Having regard to its case-law on the subject, the Court considers
that in the instant case the length of the proceedings was excessive
and failed to meet the “reasonable time” requirement.
There
has accordingly been a breach of Article 6 § 1.
II. OTHER COMPLAINTS
- The
applicant complained under Article 6 § 1 of the Convention about
an unfair hearing in her civil case and about the partiality of the
courts towards her. She also complained under the same provision of
the Convention that the criminal proceedings against Mr D. were
terminated unlawfully.
- However,
in the light of all the materials in its possession, the Court finds
that they do not disclose any appearance of a violation of the rights
and freedoms set out in the Convention or its Protocols.
- It
follows that these parts of the applications must be declared
inadmissible as being manifestly ill-founded, pursuant to Article 35
§§ 1, 3 and 4 of the Convention.
III. APPLICATION OF ARTICLE 41 OF THE CONVENTION
- Article 41 of the Convention provides:
“If the Court finds that there has been a
violation of the Convention or the Protocols thereto, and if the
internal law of the High Contracting Party concerned allows only
partial reparation to be made, the Court shall, if necessary, afford
just satisfaction to the injured party.”
A. Damage
- The
applicant claimed pecuniary and non-pecuniary damage without
specifying the exact amount.
- The
Government did not submit their observation under this head.
- The
Court observes that when invited to submit her just satisfaction
claims following the receipt of the Government's observations, the
applicant confirmed the claims which she had made at the time when
she had lodged the present application with the Court.
- The
Court further considers that the applicant must have sustained
non-pecuniary damage as a result of the violations found (see
Kryachkov v. Ukraine, no. 7497/02, § 30,
1 June 2006). Making its assessment on an equitable basis,
as required by Article 41 of the Convention, the Court awards
the applicant EUR 2,400 in this respect.
B. Costs and expenses
- The
applicant did not submit any claim under this head. The Court
therefore makes no award.
C. Default interest
- The
Court considers it appropriate that the default interest should be
based on the marginal lending rate of the European Central Bank, to
which should be added three percentage points.
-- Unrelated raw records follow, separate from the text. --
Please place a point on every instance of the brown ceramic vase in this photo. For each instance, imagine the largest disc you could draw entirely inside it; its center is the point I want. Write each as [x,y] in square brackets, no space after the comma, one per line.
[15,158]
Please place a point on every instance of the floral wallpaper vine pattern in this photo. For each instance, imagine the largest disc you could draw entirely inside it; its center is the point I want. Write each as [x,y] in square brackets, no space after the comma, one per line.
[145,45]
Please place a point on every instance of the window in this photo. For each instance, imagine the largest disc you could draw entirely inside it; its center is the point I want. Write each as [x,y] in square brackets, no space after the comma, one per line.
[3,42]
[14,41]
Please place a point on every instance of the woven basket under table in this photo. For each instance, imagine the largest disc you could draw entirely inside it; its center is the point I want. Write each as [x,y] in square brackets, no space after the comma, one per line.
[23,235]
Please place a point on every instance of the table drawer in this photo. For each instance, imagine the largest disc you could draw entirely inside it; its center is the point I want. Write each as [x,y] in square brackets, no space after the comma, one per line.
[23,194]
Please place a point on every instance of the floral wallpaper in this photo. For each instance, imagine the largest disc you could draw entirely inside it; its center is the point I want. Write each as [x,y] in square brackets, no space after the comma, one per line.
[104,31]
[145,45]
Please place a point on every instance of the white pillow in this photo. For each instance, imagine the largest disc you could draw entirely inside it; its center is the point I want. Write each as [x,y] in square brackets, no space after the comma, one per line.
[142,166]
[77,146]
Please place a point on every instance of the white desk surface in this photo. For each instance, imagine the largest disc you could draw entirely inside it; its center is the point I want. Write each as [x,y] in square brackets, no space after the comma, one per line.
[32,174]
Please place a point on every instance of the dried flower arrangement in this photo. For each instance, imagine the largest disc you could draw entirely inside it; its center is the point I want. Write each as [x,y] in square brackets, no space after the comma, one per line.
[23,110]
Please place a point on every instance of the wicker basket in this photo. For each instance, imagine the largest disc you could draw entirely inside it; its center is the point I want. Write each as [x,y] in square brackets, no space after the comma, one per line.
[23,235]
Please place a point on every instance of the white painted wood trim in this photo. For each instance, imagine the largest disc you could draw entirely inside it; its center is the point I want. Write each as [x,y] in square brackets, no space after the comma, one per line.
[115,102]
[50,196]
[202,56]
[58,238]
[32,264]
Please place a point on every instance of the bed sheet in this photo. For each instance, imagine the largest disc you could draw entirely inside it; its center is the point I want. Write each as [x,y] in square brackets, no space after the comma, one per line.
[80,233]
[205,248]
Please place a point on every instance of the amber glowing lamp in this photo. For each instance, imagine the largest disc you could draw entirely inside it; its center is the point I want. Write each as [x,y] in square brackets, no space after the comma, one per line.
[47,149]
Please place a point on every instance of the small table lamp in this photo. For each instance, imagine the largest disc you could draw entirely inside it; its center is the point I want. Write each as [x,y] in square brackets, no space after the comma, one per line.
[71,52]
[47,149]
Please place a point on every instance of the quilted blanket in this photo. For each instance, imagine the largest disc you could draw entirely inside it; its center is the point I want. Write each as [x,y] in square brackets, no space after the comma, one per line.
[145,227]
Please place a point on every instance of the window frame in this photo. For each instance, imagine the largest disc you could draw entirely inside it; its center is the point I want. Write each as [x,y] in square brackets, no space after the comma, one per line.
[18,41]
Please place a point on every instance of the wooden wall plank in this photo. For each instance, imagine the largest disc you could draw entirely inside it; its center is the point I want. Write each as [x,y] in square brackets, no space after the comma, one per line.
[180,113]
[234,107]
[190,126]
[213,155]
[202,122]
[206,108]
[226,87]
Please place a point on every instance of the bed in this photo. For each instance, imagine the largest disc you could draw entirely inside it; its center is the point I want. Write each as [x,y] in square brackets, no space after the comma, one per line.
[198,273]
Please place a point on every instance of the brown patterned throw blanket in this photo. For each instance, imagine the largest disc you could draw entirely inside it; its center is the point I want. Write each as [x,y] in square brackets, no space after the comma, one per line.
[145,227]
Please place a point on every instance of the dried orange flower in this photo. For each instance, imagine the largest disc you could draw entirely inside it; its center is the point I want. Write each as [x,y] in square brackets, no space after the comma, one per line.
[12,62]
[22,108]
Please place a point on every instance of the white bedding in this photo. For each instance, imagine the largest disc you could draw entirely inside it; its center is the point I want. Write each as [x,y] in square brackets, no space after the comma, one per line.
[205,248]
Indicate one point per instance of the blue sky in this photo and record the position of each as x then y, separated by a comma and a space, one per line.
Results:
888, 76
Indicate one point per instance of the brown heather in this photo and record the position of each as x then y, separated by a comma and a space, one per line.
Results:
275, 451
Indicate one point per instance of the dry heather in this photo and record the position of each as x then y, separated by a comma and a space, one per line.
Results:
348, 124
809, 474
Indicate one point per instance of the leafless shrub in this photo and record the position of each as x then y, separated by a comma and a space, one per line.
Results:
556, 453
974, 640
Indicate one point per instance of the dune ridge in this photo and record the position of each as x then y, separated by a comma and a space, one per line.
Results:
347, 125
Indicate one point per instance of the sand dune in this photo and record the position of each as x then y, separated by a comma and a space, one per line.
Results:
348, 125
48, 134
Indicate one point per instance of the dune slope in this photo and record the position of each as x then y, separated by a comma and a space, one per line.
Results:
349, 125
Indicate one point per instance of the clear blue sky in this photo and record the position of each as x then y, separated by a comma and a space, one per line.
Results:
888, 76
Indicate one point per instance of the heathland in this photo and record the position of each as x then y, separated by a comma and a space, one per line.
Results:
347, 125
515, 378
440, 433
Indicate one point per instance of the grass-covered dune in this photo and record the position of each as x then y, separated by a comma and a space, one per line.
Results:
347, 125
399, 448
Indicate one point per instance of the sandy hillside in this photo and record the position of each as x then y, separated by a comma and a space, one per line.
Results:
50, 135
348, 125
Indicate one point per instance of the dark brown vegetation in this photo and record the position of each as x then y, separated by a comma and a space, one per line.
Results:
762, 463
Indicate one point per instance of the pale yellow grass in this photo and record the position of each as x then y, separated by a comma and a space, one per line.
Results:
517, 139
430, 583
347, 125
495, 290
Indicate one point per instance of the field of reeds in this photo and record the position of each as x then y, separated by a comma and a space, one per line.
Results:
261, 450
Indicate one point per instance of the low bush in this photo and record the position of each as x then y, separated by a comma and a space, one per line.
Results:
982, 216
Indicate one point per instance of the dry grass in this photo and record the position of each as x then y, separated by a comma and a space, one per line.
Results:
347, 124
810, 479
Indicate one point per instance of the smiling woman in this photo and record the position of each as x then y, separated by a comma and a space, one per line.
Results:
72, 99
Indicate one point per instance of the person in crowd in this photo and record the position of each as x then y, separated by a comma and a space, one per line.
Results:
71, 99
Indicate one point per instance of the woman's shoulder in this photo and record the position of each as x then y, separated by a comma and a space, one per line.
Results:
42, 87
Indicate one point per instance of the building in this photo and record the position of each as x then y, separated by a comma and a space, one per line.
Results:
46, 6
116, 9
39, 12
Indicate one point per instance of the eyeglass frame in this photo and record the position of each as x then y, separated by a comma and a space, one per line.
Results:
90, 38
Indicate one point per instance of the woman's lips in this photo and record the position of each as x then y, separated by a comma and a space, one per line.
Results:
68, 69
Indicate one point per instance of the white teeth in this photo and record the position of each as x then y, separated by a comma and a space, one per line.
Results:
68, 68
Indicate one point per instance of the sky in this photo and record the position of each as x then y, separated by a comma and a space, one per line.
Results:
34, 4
FOR THESE REASONS, THE COURT UNANIMOUSLY
- Declares the applicant's complaint under Article
6 § 1 of the Convention about the length of proceedings in her
civil case admissible and the remainder of the application
inadmissible;
- Holds that there has been a violation of Article
6 § 1 of the Convention;
- Holds
(a) that
the respondent State is to pay the applicant, within three months
from the date on which the judgment becomes final in accordance with
Article 44 § 2 of the Convention, EUR 2,400 (two
thousand four hundred euros) in respect of non-pecuniary damage, plus
any tax that may be chargeable;
(b) that
from the expiry of the above-mentioned three months until settlement
simple interest shall be payable on the above amount at a rate equal
to the marginal lending rate of the European Central Bank during the
default period plus three percentage points.
Done in English, and notified in writing on 7 June 2007,
pursuant to Rule 77 §§ 2 and 3 of the Rules of Court.